3. Hacia las primeras décadas del siglo XX, la ciudad de Buenos Aires había
perdido las características de “gran aldea”, para transformarse en una ciudad
moderna y cosmopolita a raíz de la llegada masiva de los inmigrantes al país.
Esta modernización trae nuevos conflictos sociales que agudizan otros que ya
estaban latentes. Por un lado, la conformación de nuevos sectores populares
urbano ,en su mayoría formado por extranjeros- comienzan a exigir atención
por parte del Estado y de los sectores dirigentes. Y por otro lado, el mercado
de trabajo moderno, irá conformando en el seno de la clase obrera nuevos
movimientos de masas, ligados a las ideas anarquistas y socialistas.
Todas estas situaciones generan una gran tensión, y en muchos casos
terminarán en enfrentamientos violentos.
El problema de la nacionalización de las masas y su relación con la ‘cuestión
social’ es clave en este momento.
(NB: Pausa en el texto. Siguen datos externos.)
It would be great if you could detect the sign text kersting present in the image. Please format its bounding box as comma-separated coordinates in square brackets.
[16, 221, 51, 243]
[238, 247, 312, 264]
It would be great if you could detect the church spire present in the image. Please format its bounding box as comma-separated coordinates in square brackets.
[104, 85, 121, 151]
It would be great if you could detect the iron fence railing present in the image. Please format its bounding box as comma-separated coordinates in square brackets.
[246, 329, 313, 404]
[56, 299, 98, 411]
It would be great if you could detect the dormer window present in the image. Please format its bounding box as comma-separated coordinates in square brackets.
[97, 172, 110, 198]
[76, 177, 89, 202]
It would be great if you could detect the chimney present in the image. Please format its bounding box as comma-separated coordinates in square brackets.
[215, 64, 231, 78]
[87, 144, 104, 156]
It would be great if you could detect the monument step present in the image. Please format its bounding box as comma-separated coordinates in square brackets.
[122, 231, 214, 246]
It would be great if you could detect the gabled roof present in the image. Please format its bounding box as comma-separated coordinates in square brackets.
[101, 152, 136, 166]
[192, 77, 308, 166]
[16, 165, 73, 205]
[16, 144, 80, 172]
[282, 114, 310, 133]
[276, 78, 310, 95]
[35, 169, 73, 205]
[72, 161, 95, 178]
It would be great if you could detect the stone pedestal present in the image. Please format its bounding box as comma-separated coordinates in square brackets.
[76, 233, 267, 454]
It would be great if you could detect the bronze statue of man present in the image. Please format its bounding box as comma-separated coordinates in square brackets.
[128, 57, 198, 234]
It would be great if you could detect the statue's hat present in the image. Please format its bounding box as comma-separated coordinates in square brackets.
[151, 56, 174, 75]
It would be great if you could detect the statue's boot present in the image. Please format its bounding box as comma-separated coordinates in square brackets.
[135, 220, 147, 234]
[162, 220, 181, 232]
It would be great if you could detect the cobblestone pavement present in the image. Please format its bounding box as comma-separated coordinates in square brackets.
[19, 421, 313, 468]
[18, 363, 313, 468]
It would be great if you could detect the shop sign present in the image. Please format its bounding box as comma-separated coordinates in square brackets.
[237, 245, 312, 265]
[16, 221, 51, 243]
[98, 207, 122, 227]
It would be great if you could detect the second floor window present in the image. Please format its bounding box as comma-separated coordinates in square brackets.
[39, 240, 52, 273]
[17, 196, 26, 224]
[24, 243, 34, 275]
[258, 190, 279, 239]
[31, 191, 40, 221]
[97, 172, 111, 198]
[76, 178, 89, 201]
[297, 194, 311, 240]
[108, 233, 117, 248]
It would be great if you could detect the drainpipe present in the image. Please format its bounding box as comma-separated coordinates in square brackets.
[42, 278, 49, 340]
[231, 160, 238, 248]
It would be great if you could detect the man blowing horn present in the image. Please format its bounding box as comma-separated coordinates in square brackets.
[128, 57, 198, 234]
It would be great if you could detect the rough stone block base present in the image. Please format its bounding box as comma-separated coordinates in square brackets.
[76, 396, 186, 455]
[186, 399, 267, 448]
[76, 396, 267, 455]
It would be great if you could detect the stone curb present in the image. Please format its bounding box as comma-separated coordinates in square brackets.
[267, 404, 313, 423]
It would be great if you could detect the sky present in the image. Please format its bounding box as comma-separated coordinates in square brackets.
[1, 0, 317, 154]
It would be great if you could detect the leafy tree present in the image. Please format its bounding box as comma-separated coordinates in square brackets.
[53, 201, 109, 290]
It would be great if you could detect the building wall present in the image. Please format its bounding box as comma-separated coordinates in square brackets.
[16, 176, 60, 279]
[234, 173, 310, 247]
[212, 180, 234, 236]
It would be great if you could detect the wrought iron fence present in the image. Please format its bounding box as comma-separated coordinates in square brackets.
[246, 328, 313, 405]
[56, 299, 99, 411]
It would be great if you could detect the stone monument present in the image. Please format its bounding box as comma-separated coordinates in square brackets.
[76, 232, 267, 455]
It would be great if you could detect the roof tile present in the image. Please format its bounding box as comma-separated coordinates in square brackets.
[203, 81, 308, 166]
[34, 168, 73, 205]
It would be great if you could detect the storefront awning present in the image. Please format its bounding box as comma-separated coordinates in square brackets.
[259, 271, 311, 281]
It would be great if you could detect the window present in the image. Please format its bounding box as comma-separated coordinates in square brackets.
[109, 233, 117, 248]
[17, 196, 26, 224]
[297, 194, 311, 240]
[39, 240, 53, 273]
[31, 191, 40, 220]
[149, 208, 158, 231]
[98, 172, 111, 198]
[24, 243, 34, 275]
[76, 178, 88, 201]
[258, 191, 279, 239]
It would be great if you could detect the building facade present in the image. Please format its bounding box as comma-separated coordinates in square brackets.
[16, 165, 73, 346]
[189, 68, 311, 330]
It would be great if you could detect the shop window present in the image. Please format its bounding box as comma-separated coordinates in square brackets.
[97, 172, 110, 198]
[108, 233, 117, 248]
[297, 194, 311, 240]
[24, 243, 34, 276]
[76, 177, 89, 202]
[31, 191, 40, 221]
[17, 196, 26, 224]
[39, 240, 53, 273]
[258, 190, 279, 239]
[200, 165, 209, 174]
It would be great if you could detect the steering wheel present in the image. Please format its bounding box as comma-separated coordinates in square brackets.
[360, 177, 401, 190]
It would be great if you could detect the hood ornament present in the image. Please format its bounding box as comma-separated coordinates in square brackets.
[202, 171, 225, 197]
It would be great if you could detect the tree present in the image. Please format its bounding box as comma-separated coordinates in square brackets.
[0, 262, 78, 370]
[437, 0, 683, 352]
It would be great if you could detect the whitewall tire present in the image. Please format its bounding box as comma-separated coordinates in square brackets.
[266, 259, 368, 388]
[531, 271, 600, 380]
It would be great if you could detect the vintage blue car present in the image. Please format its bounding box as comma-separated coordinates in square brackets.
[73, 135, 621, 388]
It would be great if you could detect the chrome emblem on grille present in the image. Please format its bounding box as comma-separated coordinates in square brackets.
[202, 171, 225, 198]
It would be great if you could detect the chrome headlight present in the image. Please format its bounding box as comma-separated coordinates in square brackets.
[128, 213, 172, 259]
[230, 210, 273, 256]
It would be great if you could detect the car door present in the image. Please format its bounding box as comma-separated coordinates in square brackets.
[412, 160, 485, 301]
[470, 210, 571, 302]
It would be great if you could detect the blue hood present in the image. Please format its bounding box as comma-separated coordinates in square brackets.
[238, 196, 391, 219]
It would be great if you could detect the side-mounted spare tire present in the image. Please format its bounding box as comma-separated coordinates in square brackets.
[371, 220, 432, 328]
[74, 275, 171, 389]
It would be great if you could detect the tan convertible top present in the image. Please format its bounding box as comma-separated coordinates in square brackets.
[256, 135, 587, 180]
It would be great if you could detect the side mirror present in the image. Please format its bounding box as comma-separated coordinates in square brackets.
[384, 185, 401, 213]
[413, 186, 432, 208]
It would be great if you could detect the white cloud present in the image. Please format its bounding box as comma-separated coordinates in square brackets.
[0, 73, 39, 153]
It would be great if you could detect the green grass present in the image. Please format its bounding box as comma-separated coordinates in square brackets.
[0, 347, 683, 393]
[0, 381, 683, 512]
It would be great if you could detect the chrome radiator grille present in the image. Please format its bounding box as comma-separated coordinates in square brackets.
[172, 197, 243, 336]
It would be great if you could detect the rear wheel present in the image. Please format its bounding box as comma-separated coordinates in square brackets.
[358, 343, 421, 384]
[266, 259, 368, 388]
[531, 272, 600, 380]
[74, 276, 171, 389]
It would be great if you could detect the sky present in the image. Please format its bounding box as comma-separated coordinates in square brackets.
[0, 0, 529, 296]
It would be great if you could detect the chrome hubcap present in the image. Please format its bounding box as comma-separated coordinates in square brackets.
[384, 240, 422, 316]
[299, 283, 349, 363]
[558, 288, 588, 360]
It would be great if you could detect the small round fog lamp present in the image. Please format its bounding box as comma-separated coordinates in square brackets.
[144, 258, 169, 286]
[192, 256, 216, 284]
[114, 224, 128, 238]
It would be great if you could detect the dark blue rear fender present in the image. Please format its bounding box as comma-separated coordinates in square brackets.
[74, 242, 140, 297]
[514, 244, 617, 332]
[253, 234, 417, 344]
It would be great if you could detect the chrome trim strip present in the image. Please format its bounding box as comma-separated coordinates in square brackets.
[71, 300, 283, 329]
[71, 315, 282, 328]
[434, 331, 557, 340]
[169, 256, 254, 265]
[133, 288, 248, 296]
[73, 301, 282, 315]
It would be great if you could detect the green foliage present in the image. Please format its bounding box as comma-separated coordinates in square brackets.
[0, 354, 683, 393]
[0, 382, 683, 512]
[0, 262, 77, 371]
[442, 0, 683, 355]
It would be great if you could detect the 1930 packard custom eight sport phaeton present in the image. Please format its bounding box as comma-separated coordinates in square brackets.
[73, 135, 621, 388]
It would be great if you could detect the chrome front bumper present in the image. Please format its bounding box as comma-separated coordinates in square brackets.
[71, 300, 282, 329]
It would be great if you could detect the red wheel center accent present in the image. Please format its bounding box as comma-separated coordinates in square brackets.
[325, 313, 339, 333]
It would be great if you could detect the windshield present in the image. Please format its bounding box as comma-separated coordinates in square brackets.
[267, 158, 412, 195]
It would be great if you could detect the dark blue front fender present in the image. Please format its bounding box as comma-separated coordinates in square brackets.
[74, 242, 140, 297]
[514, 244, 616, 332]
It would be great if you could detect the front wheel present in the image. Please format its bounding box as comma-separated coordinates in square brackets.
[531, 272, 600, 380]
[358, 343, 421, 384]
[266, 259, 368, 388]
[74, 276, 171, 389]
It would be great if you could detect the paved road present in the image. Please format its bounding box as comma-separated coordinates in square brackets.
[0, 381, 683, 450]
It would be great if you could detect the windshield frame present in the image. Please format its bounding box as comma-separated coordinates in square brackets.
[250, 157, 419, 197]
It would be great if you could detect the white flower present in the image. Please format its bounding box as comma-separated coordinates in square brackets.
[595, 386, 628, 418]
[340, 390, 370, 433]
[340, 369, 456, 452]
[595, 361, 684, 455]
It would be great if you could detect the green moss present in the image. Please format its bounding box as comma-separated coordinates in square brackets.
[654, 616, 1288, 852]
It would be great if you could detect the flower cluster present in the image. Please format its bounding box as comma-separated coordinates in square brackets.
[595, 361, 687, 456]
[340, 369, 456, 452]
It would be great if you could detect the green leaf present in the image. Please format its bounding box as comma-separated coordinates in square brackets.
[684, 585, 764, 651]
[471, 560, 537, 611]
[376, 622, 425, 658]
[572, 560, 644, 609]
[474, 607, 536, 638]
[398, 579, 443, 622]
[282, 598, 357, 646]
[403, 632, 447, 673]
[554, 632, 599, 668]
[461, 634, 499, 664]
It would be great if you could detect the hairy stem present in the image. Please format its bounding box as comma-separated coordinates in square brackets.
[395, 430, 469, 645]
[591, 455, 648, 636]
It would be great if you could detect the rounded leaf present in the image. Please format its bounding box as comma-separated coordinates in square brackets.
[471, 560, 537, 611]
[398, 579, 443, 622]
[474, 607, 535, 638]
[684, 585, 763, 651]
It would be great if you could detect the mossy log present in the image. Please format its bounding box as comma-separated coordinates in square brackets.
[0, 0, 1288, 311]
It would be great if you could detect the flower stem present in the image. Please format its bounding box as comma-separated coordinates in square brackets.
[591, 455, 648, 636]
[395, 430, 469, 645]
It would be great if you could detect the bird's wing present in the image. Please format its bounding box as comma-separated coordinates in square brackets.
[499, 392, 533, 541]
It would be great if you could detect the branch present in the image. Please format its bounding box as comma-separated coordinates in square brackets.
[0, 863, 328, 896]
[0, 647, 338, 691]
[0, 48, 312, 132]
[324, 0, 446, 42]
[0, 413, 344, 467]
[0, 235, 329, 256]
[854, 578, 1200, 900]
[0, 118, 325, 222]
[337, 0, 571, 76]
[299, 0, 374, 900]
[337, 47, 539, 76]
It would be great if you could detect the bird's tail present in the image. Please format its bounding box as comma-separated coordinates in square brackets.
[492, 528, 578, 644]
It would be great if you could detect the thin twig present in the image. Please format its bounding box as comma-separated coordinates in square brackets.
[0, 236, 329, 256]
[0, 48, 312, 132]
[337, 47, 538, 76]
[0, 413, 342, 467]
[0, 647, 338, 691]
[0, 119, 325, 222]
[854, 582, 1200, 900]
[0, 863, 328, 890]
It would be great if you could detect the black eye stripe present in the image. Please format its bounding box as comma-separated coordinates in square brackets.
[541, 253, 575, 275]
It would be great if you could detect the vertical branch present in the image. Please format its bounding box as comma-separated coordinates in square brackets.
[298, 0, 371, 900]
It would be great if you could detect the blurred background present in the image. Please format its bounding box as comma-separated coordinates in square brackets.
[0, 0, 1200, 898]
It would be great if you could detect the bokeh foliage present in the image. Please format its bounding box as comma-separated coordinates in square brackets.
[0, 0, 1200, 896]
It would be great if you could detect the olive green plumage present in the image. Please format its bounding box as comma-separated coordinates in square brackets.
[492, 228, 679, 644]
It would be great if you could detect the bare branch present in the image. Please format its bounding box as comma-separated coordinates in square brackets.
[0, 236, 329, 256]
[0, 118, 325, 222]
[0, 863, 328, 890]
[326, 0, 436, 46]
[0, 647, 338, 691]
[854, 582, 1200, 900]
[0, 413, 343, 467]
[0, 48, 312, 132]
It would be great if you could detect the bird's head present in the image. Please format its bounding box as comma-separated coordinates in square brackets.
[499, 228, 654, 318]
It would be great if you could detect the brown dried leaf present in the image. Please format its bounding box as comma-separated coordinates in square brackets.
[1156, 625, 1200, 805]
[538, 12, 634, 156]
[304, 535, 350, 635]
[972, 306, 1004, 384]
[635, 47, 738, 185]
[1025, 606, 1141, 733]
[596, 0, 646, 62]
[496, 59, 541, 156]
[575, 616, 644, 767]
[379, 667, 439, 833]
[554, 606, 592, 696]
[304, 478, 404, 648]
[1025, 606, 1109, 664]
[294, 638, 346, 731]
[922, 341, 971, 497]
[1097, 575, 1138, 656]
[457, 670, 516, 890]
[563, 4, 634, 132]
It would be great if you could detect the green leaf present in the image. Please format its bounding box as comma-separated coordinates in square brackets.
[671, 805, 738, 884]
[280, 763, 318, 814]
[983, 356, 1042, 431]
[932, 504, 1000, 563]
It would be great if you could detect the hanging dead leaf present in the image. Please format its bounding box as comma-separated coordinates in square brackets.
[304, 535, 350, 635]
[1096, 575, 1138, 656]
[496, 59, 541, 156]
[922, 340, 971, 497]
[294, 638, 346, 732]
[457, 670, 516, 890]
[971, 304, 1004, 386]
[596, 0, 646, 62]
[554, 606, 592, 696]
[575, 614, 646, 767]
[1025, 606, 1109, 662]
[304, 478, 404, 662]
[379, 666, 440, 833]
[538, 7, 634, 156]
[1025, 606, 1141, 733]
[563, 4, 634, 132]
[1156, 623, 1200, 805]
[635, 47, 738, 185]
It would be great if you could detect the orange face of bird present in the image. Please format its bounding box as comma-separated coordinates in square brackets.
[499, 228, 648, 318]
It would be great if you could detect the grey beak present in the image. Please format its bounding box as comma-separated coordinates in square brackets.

Y a esto puede sumársele el reclamo que
se venía haciendo desde 1890 al sector oligárquico por parte de la Unión
Cívica, en reclamo de la ampliación del poder político.
En respuesta a este problema, aparece la necesidad dentro las elites
dominantes de encauzar estos conflictos a través del Estado, en la medida
que éstas ven al inmigrante como un elemento disgregador de la sociedad. Y
las formas que utilizan para resolverla son, coactivamente, a través de la Ley
de Residencia de 1902 y la Ley de Seguridad en 1910; y a través de las
instituciones de “captación” como ser la Asistencia pública, el sistema de
educación común se trata de minimizar el conflicto.